The Pre-AP World History and Geography areas of focus prioritize the skills fundamental to the study of history and geography in high school, AP, and beyond. This gives students multiple opportunities to think and work like historians and geographers as they develop and strengthen these disciplinary reasoning skills throughout their education in history and the social sciences.

  • Evaluating evidence: Students acquire knowledge by evaluating evidence from a wide range of primary and secondary sources.
  • Explaining historical and geographic relationships: Students explain relationships among events and people by marshalling evidence for causation, comparison, and continuity and change over time.
  • Incorporating evidence: Students demonstrate command of quantitative, qualitative, and spatial data by effectively incorporating them into written and oral arguments.

Unit Foundations

These themes are interwoven throughout all units:

  • Humans and the environment
  • Governance
  • Economic systems
  • Culture
  • Society

Course at a Glance

Before implementing Pre-AP World History and Geography, schools select one of two pathways—allowing them to choose the modules that best fit their state standards and district course sequences.

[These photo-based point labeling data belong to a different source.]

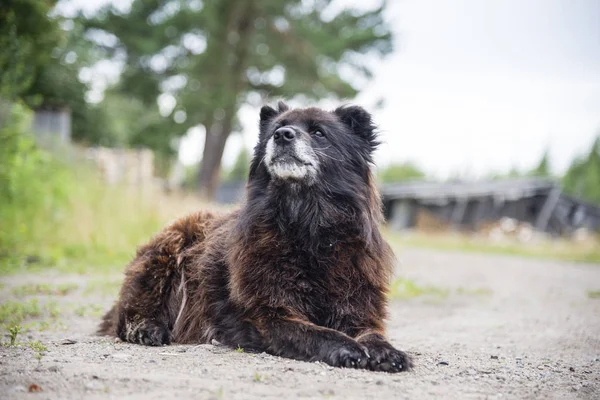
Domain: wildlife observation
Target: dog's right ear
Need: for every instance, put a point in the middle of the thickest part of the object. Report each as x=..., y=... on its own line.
x=267, y=113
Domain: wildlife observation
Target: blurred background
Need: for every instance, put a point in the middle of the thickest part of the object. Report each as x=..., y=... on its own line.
x=118, y=116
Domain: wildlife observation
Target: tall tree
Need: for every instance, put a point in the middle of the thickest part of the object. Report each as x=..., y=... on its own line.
x=543, y=168
x=212, y=55
x=583, y=176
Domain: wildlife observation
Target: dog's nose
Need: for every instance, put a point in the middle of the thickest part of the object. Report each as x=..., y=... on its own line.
x=284, y=135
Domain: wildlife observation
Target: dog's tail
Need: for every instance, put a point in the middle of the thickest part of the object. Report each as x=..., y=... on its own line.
x=108, y=326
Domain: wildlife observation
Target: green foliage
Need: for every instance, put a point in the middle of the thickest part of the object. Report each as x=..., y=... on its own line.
x=43, y=289
x=400, y=173
x=212, y=56
x=52, y=212
x=13, y=332
x=33, y=188
x=239, y=171
x=583, y=176
x=13, y=313
x=407, y=289
x=27, y=37
x=37, y=346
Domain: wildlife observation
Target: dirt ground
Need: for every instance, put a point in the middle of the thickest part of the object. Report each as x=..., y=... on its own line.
x=478, y=326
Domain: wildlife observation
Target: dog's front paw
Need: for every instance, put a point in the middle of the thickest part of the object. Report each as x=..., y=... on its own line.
x=146, y=333
x=384, y=357
x=351, y=355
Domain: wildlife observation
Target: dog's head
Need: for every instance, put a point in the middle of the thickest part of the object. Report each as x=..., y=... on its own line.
x=311, y=145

  • Both pathways begin with the study of geography and world regions.
  • Pathway 1 focuses on developments in world history from the ancient period through c. 1450 CE.
  • Pathway 2 focuses on developments in world history from c. 1450 CE through the present.
Geography and World Regions - Pathways and Time Periods

Each pathway has four main units: geography plus three units of history. Their key topics and recommended length are outlined here:

  • Pathway 1
    Unit 1: Geography and World Regions (~7 weeks)
    Unit 2: The Ancient Period, to c. 600 BCE (~7 weeks)
    Unit 3: The Classical Period, c. 600 BCE to c. 600 CE (~7 weeks)
    Unit 4: The Postclassical Period, c. 600 CE to c. 1450 CE (~7 weeks)
  • Pathway 2
    Unit 1:
    Geography and World Regions (~7 weeks)
    Unit 2: The Early Modern Period, c. 1450 to c. 1750 (~7 weeks)
    Unit 3: The Modern Period, c. 1750 to c. 1914 (~7 weeks)
    Unit 4: The Modern Period, c. 1914 to the present (~7 weeks)

Instructional Resources

These resources support teachers as they design instruction for each unit, but do not constitute a full day-by-day curriculum. They are intended to be used alongside local school or district materials to address objectives of the course framework.

  • Source explorations: sets of curated primary and secondary sources with evidence-based questions and a culminating writing activity.
  • Expanding essential knowledge resources: concise content summaries with graphic organizers to support student exploration.
  • Lesson-planning resources: with instructional frames and a toolkit supports for instructional design and adaptations.

Assessments for Learning

Each unit contains:

  • In-lesson formatives: short writing tasks that scaffold disciplinary thinking by exploring specific aspects of a key concept (scored by teachers).
  • 2 learning checkpoints: short online assessments in which students interpret a range of sources and respond to questions targeting both disciplinary skills and key concepts from the unit (automated scoring and reporting).
  • 1 performance task: a source-based analysis and evidence-based written response (scored by teachers, with provided scoring guidelines).

A final exam is provided as a summative assessment that allows students to demonstrate their success on the skills and content outlined in the course framework. This exam is optional. Pre-AP has not offered practice exams or published exam questions from prior years.